Si es cierto, como ya había planteado el mismo Agamben en su libro Homo Sacer, que "el campo de concentración y no la ciudad es hoy el paradigma biopolítico de Occidente", acaso le corresponda a Palestina el dudoso honor de ilustrarnos hoy cómo el Occidente es inconcebible sin producción constante de "nuda vida", de esa vida "a quien cualquier puede dar muerte" de manera impune.
De allí tal vez la inusual brevedad de la nota de Agamben, porque es preciso evitar los rodeos: decir Palestina es decir impunidad. Impunidad genocida del Estado de Israel, alentada por lo que el periodista Robert Fisk calificó como "la cobardía de los políticos". En Venezuela, auspiciada por el atroz silencio de los que usualmente reclaman los buenos oficios de la Corte Penal Internacional o de los cascos azules de Naciones Unidas.
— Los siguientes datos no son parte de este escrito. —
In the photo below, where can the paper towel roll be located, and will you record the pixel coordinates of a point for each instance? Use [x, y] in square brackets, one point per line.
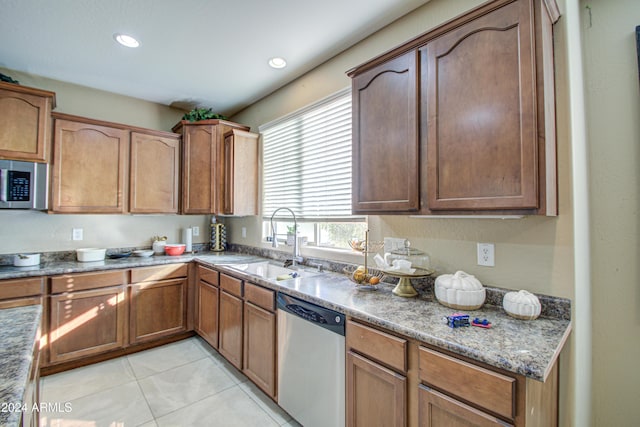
[187, 238]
Después de todo, "cualquier lugar de Venezuela es como la Franja de Gaza", escribe un connotado historiador antichavista, como si la ocasión fuera propicia para analogías brutales, como si la muerte fuera motivo de celebración.
"¿Cómo llegamos a este punto?", se interroga Robert Fisk. "Tal vez porque nos acostumbramos a ver a los israelíes matar árabes; tal vez los israelíes se acostumbraron a matar árabes". Por eso mismo, la negativa de David Segarra, según el angustiado relato de su madre, Cristina Soler, de firmar su acta de deportación si tal gesto implicaba el reconocimiento de haber ingresado de manera ilegal a Israel, es un gesto en primer lugar humano. Puesto que lo que está en juego, antes que nada, no es tanto el carácter humanitario de la flotilla de la que David formaba parte, sino la humanidad misma del pueblo palestino, puesta en entredicho, una y otra vez, por un Estado agresor, invasor, asesino.
Gesto que desde aquí te agradecemos, David, cámara.